This Cuba Entry Requirements is the list of documents and arrangements you need to have in place in order enter Cuba without problems. Because I am from Canada, the list safely covers all Cuba Entry Requirements for Canadians. There is a 99% chance that regardless of where you are from, the entry requirements will be the same for you too. However your country could have some special arrangements (good or bad) made with Cuba so the specifics could vary for you. It is imperative that you consult with nearest Cuban embassy to learn if anything that’s not on this list is also required.
Remember – it is always your responsibility to ensure that you have everything you need to enter the country. This list of entry requirements to Cuba is a guide to help you make sure you are not missing anything. The entry requirements are subject to change anytime without notice. Always double check with Cuban embassy for most up to date requirements.

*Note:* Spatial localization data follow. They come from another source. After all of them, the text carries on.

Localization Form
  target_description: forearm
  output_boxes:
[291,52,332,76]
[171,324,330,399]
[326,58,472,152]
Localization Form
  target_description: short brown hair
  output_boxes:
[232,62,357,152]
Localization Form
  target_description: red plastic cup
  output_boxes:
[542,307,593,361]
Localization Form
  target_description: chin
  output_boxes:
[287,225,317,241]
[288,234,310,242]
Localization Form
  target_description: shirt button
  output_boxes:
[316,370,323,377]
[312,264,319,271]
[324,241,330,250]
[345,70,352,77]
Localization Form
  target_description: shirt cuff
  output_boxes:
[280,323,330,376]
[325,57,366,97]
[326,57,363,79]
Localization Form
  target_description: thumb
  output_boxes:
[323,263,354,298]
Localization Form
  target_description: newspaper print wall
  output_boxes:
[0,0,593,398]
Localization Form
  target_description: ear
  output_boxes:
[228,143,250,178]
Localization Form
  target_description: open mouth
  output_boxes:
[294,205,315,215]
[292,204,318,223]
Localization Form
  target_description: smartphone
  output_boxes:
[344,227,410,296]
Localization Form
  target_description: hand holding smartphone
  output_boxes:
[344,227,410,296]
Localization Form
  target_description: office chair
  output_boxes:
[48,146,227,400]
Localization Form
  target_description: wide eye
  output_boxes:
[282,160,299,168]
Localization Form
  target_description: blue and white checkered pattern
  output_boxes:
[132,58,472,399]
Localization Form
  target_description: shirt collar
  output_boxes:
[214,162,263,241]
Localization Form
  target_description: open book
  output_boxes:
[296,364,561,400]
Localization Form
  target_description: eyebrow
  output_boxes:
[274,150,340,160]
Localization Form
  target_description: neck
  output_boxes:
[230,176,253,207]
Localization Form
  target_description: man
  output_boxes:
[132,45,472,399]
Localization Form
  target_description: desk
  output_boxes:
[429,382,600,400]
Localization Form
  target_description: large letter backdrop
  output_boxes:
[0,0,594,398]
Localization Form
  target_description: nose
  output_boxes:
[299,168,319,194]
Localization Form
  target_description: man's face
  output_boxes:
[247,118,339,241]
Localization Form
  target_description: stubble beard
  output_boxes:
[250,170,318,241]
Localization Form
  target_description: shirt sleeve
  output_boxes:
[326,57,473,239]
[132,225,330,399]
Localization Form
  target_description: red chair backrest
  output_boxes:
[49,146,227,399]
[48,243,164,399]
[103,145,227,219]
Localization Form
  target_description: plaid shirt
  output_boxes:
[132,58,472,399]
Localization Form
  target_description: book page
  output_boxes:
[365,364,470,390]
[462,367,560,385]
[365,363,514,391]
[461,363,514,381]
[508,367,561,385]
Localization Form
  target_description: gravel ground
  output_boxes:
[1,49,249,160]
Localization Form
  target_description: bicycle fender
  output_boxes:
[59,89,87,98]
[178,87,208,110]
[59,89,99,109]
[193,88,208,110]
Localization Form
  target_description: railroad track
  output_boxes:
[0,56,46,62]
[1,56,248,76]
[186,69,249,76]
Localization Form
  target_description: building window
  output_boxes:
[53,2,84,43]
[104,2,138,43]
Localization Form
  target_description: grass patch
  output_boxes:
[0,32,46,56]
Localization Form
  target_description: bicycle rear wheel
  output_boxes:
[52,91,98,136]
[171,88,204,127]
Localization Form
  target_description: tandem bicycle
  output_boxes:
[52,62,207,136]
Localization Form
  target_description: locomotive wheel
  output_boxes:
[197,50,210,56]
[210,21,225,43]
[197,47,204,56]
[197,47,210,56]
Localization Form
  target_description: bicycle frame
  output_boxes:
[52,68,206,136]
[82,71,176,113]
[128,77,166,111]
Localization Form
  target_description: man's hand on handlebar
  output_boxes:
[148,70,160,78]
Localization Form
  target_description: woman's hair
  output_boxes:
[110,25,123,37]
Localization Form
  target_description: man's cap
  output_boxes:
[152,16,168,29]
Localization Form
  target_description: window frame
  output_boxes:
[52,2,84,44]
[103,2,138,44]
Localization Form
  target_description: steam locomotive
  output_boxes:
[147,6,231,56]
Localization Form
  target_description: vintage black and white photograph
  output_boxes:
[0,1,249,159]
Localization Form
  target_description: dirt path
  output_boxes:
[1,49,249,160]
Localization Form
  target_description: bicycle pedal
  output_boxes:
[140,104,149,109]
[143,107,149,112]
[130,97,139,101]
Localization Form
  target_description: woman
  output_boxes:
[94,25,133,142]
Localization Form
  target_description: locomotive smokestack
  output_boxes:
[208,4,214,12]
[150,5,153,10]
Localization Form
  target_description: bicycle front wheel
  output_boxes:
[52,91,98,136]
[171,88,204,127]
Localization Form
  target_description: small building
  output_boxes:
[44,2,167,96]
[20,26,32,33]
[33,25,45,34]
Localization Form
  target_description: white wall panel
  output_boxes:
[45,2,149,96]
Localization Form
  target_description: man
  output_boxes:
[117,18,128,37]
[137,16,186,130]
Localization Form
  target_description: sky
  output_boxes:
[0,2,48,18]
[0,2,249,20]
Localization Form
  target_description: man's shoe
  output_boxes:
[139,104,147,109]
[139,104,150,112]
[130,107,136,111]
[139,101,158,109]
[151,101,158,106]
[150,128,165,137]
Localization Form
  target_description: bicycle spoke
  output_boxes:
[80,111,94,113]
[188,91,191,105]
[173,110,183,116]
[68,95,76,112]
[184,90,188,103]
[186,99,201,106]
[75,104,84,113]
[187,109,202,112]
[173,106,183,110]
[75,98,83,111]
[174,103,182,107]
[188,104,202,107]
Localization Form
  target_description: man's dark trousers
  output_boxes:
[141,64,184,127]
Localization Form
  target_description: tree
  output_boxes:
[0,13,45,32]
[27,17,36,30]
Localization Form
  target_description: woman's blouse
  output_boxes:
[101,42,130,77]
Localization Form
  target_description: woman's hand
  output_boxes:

Also remember – regardless of which country you are travelling to, it is always the prerogative of that particular country to determine who is granted entry and who is not. Entry requirements vary from one country to another. Let’s take a look at entry requirements for Cuba. Here’s the list of what you need to get in:
It’s the most important and the only official and widely recognized travel document. Certificate of citizenship is not a travel document. When it comes to Cuba in particular, passport is absolutely mandatory. Every tourist MUST have a passport and your passport must be valid for at least one month beyond your intended departure from Cuba.
As per Cuban government requirements, every foreigner travelling to Cuba must have valid visa. If you’re travelling to Cuba as a tourist, the Tourist Card will be your visa. Canadians tourists get the Tourist Card form their tour operator and it is included in price of the ticket.
If you’re visiting Cuba on a privately organized flight, or if you’re departing from country other than Canada, consult closes Cuban government office to purchase the Tourist Card from them. Some airports and travel agents sell Tourist Cards as well so it is possible to obtain one form them. The cost varies based on the region, but expect to pay an average of $30.
Note – Tourist Card only allows entry for tourists. It is illegal to engage in business activities when travelling on a Tourist Card. Business, Persona and Student visa are available for persons looking to undertake respective activities. Read more about it below:
Unless you’re visiting Cuba as a tourist, you will need to apply for visa with Cuban government office in your country of residence. Travellers who are intending to stay at a private residence in Cuba may need Personal Visa. Travellers who are intending to do business in Cuba, may need Business Visa. If you’re looking to study in Cuba, you will need Student Visa.
Unlike the Tourist Card, Visa gives you further privileges while in Cuba, but must be applied for. It is again sole prerogative of Cuban government to decide is issued visa and who is declined.
Return Air Ticket
Most tourists travelling to Cuba had purchased an all inclusive holiday. That includes a return air ticket, an accommodation and provision of food and drink for the duration of your vacation. If you had purchased an all inclusive vacation, you will likely travel on a flight carrier owned by your tour operator and they will provide you will sufficient documents to prove that you have an all inclusive vacation in Cuba paid for. In this case you may not need to prove anything further to the customs officials.
If you hadn’t purchased an all inclusive vacation, it is advisable to have a return air ticket upon entry to Cuba to avoid possible problems.
If you’re an “air-only” traveller to Cuba, customs officials may also require you to provide evidence of sufficient funds for the duration of your stay in Cuba. That means that you must have an equivalent of at least CUC$ 50 per day of your stay.
Travellers with Children
If you’re travelling with children, you may be required to provide evidence of parental/custodial rights. If you are not the parent or legal guardian of a child you’re travelling with, the authorities (on both sides of border) may require you to provide evidence that child’s parents or legal guardians consented to child’s travel with you.
Any underage children travelling to Cuba without parents may need special letter of consent. It is absolutely essential to contact the Embassy of the Republic of Cuba in your country prior to departure to make sure you are familiar with specific requirements for this type of travel.
ONCE AGAIN: I am Canadian and I know the above listed entry requirements are applicable to bearers of Canadian passport. I am not familiar with bilateral agreements between Cuba and other countries of the world. You should always check with the foreign affairs office of your country to get yourself familiar with specific requirements relevant to your country to ensure you have what you need to get to Cuba without problems.